LIPOASPIRAÇÃO e LIPOESCULTURA
Conforme anunciado pela ANVISA, a Câmara dos Deputados analisa o Projeto de Lei 7096/10, de iniciativa do deputado Cleber Verde que torna obrigatória a instalação de Unidade de Terapia Intensiva (UTI) em clínicas onde são realizadas cirurgias de lipoaspiração e/ou de lipoescultura. O projeto também determina que as clínicas que disponibilizam esses procedimentos possuam convênio com Bancos de Sangue. De acordo com a proposta, a Clínica, a (UTI) Unidade de Terapia Intensiva e o Banco de Sangue, todos, deverão ser credenciados pela Agência Nacional de Vigilância Sanitária (Anvisa).
O projeto também torna obrigatória a existência de avaliação clínica do paciente por médico habilitado, avaliação esta feita antes da intervenção com o objetivo de informar se o paciente está ou não apto para poder ser submetido ao procedimento. Na ocorrência de o paciente ser menor de 17 anos de idade impõe a necessidade de autorização judicial. O descumprimento das regras, segundo o projeto, sujeitará o infrator a sanções previstas no Código Penal.
As intervenções médicas, principalmente as cirúrgicas, com a finalidade de resultado sobre o paciente devem mesmo receber uma atenção especial. Tanto do profissional médico quanto das autoridades competentes. O que consideramos ser uma exigência desmedida é a imposição, apresentada no projeto, de uma autorização judicial para que um menor de 18 anos possa ser submetido ao procedimento. Normalmente, já se é exigido que o representante legal de um menor autorize atos para que haja efetividade e legalidade nos negócios jurídicos onde menores estão envolvidos. Isto, em razão da ausência de capacidade civil do menor de 18 anos. Nestes casos, normalmente algum dos pais, ou tutor, ou um representante legal possui a competência para autorizar (ou co-autorizar) a intervenção. Lembramos que tanto nestes casos, quando a parte contratante é menor (incapaz ou relativamente capaz), ou quando ela é maior e plenamente capaz para os atos da vida civil, é sempre muito recomendado que a autorização para a intervenção médica seja concedida por escrito. Preferencialmente através de um TCIE (Termo de Consentimento Informado e Esclarecido) que deverá acompanhar o contrato da prestação do serviço médico, de avaliação psicológica, e etc.

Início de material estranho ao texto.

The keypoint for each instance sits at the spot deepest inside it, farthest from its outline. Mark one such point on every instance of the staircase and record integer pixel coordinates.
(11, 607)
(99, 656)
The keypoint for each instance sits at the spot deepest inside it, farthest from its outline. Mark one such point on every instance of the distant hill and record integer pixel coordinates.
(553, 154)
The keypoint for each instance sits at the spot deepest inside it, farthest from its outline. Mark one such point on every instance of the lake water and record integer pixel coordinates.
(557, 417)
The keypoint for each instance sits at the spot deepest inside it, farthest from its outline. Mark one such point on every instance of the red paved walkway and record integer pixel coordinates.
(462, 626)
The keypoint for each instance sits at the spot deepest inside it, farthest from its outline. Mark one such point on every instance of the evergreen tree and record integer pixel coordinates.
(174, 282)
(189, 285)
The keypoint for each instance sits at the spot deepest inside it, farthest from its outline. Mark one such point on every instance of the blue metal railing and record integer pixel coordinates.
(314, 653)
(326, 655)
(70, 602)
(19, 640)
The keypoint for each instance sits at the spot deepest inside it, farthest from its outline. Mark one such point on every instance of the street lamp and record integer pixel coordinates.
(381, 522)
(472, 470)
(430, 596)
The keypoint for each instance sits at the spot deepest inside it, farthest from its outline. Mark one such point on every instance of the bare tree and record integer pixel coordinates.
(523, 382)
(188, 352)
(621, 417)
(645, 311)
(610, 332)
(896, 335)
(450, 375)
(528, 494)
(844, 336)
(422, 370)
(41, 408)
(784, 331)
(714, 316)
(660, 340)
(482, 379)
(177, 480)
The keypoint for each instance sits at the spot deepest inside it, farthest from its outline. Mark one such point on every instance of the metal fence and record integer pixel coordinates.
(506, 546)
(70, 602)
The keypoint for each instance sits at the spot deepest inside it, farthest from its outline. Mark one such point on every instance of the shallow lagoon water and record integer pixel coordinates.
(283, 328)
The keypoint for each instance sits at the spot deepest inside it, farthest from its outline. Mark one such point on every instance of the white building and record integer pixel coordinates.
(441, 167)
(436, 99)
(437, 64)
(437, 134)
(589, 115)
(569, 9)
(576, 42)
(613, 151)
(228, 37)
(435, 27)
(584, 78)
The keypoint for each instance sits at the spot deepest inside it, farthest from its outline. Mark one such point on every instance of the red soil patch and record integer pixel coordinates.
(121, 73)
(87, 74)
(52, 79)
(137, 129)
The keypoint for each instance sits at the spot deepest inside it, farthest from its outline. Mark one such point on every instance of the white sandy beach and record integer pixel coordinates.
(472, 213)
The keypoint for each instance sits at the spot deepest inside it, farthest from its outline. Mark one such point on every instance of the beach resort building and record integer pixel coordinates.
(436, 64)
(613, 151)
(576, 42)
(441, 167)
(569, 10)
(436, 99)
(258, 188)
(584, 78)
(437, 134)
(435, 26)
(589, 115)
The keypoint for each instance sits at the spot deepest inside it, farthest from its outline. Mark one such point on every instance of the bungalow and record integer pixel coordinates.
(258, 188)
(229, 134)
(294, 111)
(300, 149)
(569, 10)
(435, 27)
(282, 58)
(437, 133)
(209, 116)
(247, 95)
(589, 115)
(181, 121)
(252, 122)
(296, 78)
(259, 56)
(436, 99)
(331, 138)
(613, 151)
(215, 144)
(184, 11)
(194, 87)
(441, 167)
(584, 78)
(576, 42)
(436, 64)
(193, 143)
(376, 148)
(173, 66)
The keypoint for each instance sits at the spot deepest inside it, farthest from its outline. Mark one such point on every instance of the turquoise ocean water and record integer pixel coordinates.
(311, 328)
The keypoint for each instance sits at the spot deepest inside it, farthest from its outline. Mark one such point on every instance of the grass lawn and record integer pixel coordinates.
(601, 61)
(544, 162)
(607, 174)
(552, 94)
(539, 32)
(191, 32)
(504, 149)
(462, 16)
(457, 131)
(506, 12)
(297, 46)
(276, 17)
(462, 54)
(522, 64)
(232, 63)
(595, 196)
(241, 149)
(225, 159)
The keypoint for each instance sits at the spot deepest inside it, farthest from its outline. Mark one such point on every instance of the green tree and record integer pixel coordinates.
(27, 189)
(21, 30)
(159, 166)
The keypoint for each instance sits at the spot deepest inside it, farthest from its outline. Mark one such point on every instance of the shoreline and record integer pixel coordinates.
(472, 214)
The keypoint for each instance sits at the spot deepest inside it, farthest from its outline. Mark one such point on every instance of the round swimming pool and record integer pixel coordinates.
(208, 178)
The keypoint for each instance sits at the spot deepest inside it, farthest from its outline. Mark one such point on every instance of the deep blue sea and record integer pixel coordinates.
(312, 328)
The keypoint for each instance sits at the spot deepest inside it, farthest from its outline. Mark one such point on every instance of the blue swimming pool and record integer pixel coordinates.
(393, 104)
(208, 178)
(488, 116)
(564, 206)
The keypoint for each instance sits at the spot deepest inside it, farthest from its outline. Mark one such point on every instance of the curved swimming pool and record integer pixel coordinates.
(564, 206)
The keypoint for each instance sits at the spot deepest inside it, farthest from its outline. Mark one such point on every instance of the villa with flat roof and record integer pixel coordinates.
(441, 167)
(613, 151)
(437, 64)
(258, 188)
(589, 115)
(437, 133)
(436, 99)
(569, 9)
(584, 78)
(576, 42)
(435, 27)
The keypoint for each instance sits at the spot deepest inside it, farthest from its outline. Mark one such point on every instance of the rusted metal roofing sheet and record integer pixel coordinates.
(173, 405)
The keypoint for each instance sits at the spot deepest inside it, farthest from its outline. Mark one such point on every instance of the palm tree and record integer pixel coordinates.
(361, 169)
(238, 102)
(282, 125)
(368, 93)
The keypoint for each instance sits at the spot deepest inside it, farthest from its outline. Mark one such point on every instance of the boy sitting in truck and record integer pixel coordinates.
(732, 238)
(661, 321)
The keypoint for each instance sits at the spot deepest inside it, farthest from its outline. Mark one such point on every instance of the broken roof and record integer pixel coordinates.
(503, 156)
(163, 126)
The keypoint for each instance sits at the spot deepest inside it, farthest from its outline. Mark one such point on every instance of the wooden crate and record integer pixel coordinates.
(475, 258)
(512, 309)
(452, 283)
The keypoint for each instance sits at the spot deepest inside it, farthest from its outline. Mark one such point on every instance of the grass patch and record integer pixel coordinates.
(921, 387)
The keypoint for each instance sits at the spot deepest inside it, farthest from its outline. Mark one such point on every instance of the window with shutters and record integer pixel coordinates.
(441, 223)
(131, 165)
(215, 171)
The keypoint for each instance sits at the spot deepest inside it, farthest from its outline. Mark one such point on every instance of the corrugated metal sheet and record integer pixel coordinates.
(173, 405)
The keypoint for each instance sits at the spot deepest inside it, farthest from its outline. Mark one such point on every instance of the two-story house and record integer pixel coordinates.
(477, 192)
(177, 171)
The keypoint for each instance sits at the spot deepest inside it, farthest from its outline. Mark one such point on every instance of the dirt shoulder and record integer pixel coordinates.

O que justifica e sustenta tais preocupações (tanto no projeto, quanto na legislação consumeirista), publicamente reconhecido, é de que há de ser garantido ao paciente consumidor não só informação de qualidade, mas, também recursos estruturais suficientes para minimizar os riscos e garantir uma boa prestação de serviço. Inclusive, sustentar a livre autonomia de escolha do paciente em aceitar ou não se submeter ao procedimento na instituição, ou partir para outra.
Há muito temos defendido que o profissional da Medicina, mormente em razão de nossa atual matéria aqueles que atuam na área da estética corporal oferecendo lipoaspiração e/ou lipoescultura, é que além de uma excelente formação técnica profissional rotineiramente atualizada, ele deve possuir capacitação suficiente para valorizar e inserir, por completo, a gestão eficiente e o controle de qualidade que prestigiem a segurança do paciente e respeitem os direitos do mesmo como consumidor deste tipo de serviço tão especializado.
O que o bom-senso de outrora já indicava e sugeria, hoje vem sendo paulatinamente exigido pela lei.